Le « Safe city » d’Estrosi pourrait en écrire un nouveau chapitre (1). Premier projet français, il a été signé en juillet 2018 avec un consortium d’entreprises et de laboratoires de recherche piloté par Thalès, la multinationale française de la défense, qui s’intéresse autant à la biométrie qu’à l’analyse textuelle ou à la sécurisation des systèmes d’information. Si le « démonstrateur » vise à développer des applications, son objectif principal est de mettre en place des outils de collecte et l’analyse de données pour développer des capacités prédictives (2). En grande partie financé par l’État, via la Banque publique d’investissement, le projet de 25 millions d’euros sur trois années a initialement été développé à Mexico il y a une dizaine d’années. Avec un résultat plus que mitigé au regard de la criminalité locale…
À Nice, en un peu plus de deux ans, trois expérimentations ont officiellement été lancées. La reconnaissance faciale au carnaval 2019, la détection d’émotions dans le tramway et Reporty, une application vidéo de délation. Autant de dispositifs recalés par la CNIL, faute d’encadrement législatif. S’ils pourraient trouver un nouveau souffle avec la loi sur la sécurité globale – ses articles 21 et 22 autorisent la reconnaissance faciale et la surveillance par drone – ou le très technophile Livre blanc sur la sécurité intérieure, rendu public mi-novembre, les innovations promises en gestion de données préoccupent tout autant. Ce sont en effet les bases de données, leur richesse, leurs croisement qui donne toute son utilité aux nouvelles technologies sécuritaires. « La convention contient des dispositions extrêmement larges ou avec très peu de garanties, notamment sur leur utilisation et conservation », note l’avocate Mireille Damiano, qui a accompagné la LDH dans ses actions en justice (3). Le partenariat promet également de travailler sur les « signaux faibles », les réseaux sociaux.

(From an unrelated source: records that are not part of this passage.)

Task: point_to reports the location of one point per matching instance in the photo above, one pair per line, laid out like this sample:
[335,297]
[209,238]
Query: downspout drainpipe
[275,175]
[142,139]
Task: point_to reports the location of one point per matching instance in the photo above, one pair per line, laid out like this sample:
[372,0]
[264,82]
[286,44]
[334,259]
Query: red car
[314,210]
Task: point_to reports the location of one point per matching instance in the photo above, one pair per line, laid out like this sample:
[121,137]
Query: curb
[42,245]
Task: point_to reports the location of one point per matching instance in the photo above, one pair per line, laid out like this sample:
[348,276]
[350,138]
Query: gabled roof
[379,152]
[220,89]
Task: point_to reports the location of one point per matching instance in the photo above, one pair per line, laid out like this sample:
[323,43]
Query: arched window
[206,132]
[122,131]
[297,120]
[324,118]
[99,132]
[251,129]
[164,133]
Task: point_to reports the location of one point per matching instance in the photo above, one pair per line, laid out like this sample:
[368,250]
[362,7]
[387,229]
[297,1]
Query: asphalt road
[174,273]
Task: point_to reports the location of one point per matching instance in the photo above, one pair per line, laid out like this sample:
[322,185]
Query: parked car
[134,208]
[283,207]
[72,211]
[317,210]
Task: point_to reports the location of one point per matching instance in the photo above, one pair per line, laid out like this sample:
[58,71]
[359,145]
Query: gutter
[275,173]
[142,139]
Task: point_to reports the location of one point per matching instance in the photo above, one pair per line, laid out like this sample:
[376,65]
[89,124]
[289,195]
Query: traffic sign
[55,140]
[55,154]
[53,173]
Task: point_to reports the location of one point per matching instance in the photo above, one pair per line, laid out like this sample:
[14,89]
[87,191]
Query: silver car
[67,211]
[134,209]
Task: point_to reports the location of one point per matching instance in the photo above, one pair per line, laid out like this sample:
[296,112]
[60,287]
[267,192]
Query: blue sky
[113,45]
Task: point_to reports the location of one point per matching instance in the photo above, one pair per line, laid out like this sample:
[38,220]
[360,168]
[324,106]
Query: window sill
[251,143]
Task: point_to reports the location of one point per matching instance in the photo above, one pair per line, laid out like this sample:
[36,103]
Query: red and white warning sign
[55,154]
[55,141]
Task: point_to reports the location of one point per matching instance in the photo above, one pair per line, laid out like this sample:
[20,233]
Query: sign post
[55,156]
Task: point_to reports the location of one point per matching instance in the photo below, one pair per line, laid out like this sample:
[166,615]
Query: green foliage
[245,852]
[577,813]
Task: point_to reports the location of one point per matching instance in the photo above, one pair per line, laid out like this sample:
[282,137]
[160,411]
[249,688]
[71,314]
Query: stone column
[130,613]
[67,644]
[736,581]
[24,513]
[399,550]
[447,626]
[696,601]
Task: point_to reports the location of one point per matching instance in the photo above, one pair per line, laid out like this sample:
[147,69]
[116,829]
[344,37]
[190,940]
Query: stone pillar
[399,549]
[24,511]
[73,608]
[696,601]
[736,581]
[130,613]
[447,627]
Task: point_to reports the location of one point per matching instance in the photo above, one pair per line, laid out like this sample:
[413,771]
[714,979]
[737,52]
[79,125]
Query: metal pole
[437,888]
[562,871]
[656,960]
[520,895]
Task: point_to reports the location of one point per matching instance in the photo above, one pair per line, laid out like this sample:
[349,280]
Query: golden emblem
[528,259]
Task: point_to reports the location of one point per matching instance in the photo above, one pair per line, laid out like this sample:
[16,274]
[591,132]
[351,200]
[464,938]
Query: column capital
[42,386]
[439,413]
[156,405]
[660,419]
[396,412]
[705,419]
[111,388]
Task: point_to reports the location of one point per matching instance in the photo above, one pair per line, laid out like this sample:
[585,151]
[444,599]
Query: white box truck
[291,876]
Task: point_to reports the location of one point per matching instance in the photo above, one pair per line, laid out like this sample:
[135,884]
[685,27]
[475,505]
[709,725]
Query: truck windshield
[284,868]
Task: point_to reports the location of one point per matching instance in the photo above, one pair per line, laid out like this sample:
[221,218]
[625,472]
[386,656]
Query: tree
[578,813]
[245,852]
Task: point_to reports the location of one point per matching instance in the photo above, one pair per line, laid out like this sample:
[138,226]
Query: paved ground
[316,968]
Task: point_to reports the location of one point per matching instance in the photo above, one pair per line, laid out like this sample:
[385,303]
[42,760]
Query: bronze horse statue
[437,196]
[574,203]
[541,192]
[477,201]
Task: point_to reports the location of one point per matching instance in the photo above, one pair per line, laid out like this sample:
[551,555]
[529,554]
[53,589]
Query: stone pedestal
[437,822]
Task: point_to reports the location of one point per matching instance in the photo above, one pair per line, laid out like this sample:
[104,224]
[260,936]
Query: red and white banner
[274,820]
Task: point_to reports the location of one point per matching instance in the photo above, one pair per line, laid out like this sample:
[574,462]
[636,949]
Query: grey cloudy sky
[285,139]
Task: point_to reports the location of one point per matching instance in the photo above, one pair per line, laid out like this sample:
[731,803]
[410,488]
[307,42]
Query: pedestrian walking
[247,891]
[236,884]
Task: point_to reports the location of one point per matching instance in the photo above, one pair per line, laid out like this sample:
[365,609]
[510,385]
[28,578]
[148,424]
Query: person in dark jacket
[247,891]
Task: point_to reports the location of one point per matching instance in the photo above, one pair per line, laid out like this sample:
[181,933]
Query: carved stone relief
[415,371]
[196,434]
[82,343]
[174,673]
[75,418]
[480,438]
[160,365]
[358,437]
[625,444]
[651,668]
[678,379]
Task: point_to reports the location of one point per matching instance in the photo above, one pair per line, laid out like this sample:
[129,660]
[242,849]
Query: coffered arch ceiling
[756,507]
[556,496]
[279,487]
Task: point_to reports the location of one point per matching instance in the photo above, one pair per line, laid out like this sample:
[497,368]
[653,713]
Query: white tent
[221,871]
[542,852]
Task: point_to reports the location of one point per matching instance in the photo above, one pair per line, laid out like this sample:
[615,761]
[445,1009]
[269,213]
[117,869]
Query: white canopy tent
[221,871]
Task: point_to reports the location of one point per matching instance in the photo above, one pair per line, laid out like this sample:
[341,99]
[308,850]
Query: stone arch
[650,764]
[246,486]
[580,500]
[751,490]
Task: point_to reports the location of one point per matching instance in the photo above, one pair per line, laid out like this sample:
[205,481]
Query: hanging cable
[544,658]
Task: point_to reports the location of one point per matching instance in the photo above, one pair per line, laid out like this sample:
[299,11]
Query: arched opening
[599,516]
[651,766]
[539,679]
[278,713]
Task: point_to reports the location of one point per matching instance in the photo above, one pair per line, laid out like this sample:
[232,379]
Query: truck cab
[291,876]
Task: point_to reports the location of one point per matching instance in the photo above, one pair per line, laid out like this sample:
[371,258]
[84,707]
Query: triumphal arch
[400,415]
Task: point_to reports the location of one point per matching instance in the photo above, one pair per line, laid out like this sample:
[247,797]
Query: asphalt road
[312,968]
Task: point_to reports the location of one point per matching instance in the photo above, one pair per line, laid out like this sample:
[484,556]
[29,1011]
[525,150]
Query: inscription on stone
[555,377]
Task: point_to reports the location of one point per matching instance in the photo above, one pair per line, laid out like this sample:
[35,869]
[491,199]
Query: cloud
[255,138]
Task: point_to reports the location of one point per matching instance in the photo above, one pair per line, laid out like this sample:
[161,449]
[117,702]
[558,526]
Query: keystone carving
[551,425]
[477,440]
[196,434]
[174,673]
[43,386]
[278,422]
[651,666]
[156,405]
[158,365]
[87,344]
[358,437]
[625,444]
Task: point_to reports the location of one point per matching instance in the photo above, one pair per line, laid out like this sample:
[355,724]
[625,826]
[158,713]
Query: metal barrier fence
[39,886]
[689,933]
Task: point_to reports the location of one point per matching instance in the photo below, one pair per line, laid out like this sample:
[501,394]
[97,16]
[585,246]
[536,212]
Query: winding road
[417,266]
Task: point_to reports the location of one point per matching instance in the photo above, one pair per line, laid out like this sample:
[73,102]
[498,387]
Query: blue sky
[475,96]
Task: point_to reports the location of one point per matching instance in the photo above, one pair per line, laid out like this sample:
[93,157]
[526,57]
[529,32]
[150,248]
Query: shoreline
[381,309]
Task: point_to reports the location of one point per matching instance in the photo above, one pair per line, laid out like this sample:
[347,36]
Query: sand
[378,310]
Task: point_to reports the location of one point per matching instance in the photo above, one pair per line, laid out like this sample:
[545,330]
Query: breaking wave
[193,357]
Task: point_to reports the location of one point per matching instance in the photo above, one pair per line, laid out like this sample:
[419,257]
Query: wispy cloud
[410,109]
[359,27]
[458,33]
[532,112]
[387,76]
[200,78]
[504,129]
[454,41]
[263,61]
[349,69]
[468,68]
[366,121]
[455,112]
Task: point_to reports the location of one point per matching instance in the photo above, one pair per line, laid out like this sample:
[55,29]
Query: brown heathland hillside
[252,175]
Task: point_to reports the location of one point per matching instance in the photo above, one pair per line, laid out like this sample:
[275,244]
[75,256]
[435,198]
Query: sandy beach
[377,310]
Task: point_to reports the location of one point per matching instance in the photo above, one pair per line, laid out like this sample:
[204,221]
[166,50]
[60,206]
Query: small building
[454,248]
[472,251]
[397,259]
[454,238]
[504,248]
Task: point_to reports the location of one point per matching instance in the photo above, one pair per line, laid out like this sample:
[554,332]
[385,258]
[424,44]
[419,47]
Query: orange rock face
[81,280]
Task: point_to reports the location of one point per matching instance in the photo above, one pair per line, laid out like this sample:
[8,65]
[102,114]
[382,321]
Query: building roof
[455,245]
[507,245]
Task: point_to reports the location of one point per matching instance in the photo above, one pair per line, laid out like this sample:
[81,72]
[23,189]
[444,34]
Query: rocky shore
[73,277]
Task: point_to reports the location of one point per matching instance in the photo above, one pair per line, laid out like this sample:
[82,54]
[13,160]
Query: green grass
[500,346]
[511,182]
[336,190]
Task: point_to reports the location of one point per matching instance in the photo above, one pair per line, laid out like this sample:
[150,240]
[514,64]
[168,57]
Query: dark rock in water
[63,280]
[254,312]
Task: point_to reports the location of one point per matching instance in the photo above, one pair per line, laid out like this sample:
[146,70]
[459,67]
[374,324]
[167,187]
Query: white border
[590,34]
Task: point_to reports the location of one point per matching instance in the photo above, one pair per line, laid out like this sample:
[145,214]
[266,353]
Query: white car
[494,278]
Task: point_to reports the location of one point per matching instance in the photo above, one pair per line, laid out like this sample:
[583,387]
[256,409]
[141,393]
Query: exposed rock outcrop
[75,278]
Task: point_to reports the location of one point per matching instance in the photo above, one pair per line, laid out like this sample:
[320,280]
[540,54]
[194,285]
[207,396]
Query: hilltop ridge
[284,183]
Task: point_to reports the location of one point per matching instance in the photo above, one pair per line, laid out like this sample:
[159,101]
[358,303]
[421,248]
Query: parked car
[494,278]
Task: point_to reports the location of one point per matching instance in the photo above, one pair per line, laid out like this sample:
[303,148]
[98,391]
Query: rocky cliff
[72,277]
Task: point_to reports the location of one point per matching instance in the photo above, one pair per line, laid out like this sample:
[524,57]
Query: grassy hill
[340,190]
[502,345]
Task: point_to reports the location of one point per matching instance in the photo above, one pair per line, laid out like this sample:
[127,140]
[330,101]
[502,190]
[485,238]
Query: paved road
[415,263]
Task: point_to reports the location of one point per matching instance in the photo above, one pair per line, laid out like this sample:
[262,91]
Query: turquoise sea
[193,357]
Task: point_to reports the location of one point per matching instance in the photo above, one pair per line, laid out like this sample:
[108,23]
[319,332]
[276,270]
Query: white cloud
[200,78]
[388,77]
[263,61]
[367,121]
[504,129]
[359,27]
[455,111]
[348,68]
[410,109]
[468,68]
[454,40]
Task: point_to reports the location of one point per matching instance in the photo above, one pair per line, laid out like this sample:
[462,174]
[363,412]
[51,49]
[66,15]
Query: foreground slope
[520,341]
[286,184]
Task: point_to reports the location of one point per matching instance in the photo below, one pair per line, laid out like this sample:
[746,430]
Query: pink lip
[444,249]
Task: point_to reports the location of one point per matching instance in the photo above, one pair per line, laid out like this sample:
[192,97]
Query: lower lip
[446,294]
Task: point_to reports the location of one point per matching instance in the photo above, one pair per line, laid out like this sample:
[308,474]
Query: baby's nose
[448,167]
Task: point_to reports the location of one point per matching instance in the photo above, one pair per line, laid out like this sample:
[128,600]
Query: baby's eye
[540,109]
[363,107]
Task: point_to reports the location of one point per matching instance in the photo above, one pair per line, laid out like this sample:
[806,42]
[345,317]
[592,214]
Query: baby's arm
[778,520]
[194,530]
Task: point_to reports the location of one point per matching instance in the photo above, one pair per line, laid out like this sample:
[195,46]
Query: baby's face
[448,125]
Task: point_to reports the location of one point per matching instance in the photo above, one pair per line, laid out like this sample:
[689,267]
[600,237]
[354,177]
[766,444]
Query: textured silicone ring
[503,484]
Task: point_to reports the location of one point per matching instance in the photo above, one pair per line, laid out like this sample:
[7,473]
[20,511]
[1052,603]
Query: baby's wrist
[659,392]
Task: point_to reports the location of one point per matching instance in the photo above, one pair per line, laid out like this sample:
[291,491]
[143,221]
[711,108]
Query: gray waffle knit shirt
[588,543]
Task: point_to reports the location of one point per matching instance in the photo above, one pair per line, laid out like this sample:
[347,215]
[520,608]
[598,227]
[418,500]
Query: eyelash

« On n’a aucun bilan du projet, ni info sur ce qui est développé, dénonce de son côté Juliette Chesnel-Leroux, élue d’opposition EELV. Quand on voit le traçage commercial de nos portables et ordinateurs, on peut être inquiet. » « Est-ce le rôle d’un maire de faire du renseignement ? », interroge encore Henri Busquet, de la LDH. Et de craindre : « On place les briques d’un véritable contrôle social. » Un contrôle déjà à l’œuvre à Nice : pendant le premier confinement, Estrosi a aussi signé un couvre-feu dans les quartiers populaires de la ville et un contrat pour l’utilisation d’un drone. Sans oublier l’omniprésence de la police municipale.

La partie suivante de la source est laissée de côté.